Дело Габриэля Тироша - Ицхак Шалев
Шрифт:
Интервал:
Закладка:
Доктор Розенблюм, который понимал, что творится в наших душах, больше, чем его коллеги, не хотел перейти к занятиям без того, чтобы празднично отметить период нашей короткой мобилизации вне школы. Для этого он решил организовать встречу с нами всеми и произнести похвальную речь нашей службе на благо нации, чтобы мы, не дай Бог, не подумали, что руководство школы и учителя видели в нашем отсутствии на занятиях уклонение от учебы. Выяснилось, что этот старый человек, несмотря на то, что далек был по возрасту и воспитанию от нашей юности, был весьма чуток к нашим сердцам, жаждущим, чтобы кто-то хоть как-то оценил те ночи на матрацах, даже если служба была не бог весть что.

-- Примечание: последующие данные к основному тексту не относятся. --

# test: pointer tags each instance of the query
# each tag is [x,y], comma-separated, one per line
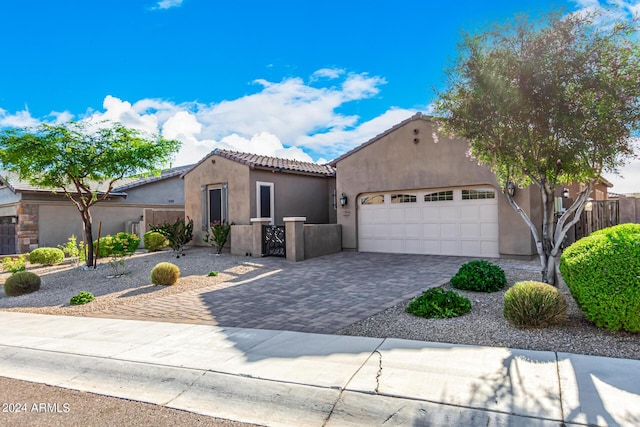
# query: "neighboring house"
[32,217]
[409,193]
[234,187]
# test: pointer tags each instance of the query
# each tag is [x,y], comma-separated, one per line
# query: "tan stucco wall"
[396,162]
[322,239]
[213,171]
[57,222]
[241,240]
[294,196]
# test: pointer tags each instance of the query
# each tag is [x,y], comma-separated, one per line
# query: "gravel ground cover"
[483,325]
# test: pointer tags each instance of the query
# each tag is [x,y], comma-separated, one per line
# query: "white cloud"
[168,4]
[289,119]
[327,73]
[609,11]
[19,119]
[117,110]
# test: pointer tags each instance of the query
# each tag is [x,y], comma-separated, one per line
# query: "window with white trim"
[264,201]
[378,199]
[439,196]
[478,194]
[403,198]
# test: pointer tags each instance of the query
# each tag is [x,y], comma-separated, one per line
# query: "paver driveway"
[322,295]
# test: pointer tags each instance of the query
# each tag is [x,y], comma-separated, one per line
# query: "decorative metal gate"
[7,238]
[273,243]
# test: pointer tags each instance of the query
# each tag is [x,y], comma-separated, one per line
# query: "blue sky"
[284,78]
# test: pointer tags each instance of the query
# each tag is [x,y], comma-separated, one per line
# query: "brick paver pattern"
[321,295]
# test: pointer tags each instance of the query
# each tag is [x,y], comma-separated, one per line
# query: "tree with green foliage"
[546,102]
[82,160]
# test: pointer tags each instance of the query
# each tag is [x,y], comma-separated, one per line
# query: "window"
[378,199]
[214,204]
[264,201]
[478,194]
[439,196]
[403,198]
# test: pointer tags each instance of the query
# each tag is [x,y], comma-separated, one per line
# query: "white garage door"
[459,221]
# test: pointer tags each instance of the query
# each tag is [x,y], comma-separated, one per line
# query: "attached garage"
[447,221]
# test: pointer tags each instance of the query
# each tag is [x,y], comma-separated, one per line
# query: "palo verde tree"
[548,102]
[82,160]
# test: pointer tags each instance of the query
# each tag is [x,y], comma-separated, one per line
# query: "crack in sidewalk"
[342,389]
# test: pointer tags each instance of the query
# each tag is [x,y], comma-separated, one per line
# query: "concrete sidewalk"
[286,378]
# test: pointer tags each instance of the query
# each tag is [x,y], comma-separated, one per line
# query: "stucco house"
[32,217]
[410,193]
[230,186]
[401,192]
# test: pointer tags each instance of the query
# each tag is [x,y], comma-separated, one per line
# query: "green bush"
[439,303]
[154,241]
[534,305]
[217,235]
[165,273]
[74,249]
[46,256]
[82,298]
[122,244]
[14,264]
[20,283]
[479,276]
[602,272]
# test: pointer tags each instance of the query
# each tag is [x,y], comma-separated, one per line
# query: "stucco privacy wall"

«Наши бойцы вернулись с фронта, – начал он свою речь, подмигнув нам, как тот, который в курсе, что нет здесь бойцов, и не было фронта, – вернулись на более скромный и менее опасный фронт, фронт учебы. Тут нет выстрелов, лишь звонки на перемену, нет черных рамок, только красные линии, подчеркивающие ошибки…» Все мы улыбались от удовольствия, ибо говорил он с юмором, размягчающим сердца и, главное, понимание сквозило в каждой фразе его речи.
Затем он открыл нам, что ему известны в мельчайших деталях все наши дела в дни службы, и не скрыл мнение командиров о нас и о том, как мы выполняли их приказы.
«Я слышал хорошие отзывы о вас, и я горд вашими успехами».
И тут его слова повергли меня в сильное смятение.
«Также слышал я небольшой рассказ о мужестве двоих из вас, юноши и девушки, которые не прервали выполнение задания, несмотря на то, что несколько хулиганов-арабов угрожали им палками и кнутами».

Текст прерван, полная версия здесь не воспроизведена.